It was easy to take bus No. 53 to its last stop from nearby the hostel in Luoyang. The Chinese name for the Longmen Grottos literally means "Dragon's Gate." True to rumor, they really do look like honeycombs - so many Buddhas tucked in nooks and cubbies on either side of a wide, muddy river, climbing mountains one by one - many missing heads and hands due to destruction from a number of peoples, from archaeologists to foreign powers to the Chinese themselves during the Cultural Revolution. Visitors can still see some red pigment on a few of the ceilings, lotus blossoms, benevolent faces and mudras made with hands. I went to two temples as well while in Luoyang; they were nice, but compared to the grottoes, not distinctive enough to write about. The second, of course, was under construction.
Pingyao 平遥
After a day on the train, I took an electric bike to the hidden Harmony Hotel and wandered the main thoroughfares of the old town. It's easy to potter around Pingyao - I walked around city walls, I walked around aimlessly. I had breakfast at the hostel, lunch at a random noodle shop, and dinner at Sakura, where the people next to me were speaking Spanish, with an accent from Spain. Understanding all the words! Music to my ears!

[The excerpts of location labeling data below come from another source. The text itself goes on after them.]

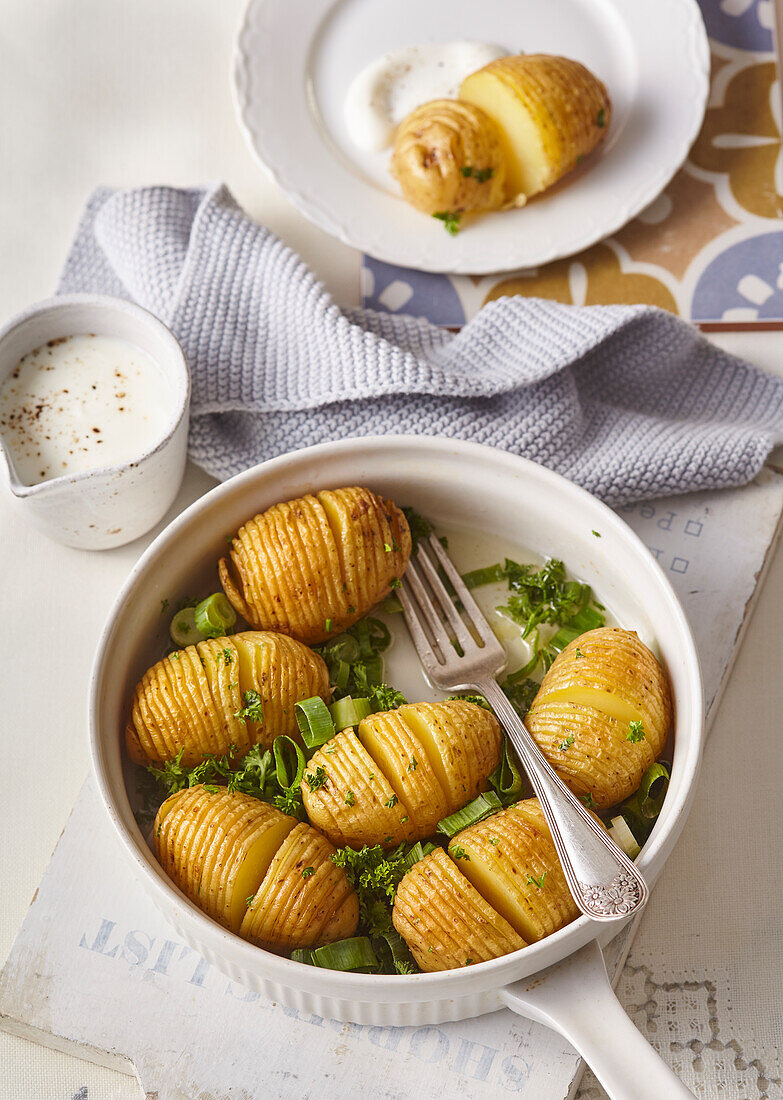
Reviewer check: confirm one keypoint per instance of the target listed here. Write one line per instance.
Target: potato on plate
(218, 846)
(449, 156)
(551, 111)
(304, 900)
(513, 862)
(444, 920)
(312, 567)
(239, 690)
(602, 714)
(400, 772)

If there's a haunted China, Pingyao is it. If there weren't tourists, there would be ghosts. I walked around half of the city wall (the rest was closed for construction) which delighted me to gaze up on the rooftops and courtyard gardens. I stopped into China's first draft bank (which Dad would have loved), a Taoist temple covered in desert dust, odd museums and historic houses (noting the heating systems for kang beds, complete with woks and tea kettles). In the end, it seems, artisans' life works are relegated to the dark corners of obscure museums.
Lanzhou 兰州
Lanzhou was just a quick stopover in Gansu Province. I spied chocolate rivers and goats from the train, cave dwellings and mines; I spent most of my time in the seat by the window (I felt justified as I was in the middle bunk - but I got good rest and a nap). Not enough inspiration, somehow, to write much. Was it too dry? I got the original la mian for dinner, but I have to admit I liked the ones in Hengyang/Hunan better. I picked up fruit and bread for the bus ride the following day (so different from train snacks!!!). It was strange to be staying in a real hotel, with my own room and bathroom, and a balcony with a city view (not bad from the 21st floor). It was like the US - private but sterile. I had an early morning, but at least I got a direct bus and there was no one else in my room to prevent me from sleeping well.
Xiahe 夏河
Monks in burgundy robes added a splash of color to the otherwise bleak landscape; nuns with shaved heads smiled and prostrated themselves in front of prayer wheels. The pilgrims consisted of rural Tibetans, Chinese tour groups, and the odd foreigner, accosted by beggars. Some of the locals reminded me of Peruvians, with high-altitude ruddy faces, stocky bodies, leathered skin, and braided hair under mismatched hats. They didn't smile as much as people from warmer places, though the dueña of the place where I had lunch pushed vinegar and la jiao at me when it wasn't on my table. It seemed the diet there consisted of lamb, yak dairy products, and bread. Is it strange to say I didn't like it? I have a hard time feeling peaceful when I'm cold in summer, when it's blustery, damp, and gray outside. In a short time, we had a nice thunderstorm and possibly hail, followed rapidly by bright sunshine. Yet, trees on the surrounding mountains were scarce; things were rocky and scrubby. It reminded me of Shangri-La and suddenly I didn't want to go to Tibet. It was dark early and there was still not a star in the sky. The saving grace was the graceful large birds that I saw flying overhead twice. I could see how they'd be a good omen to a sheep herder.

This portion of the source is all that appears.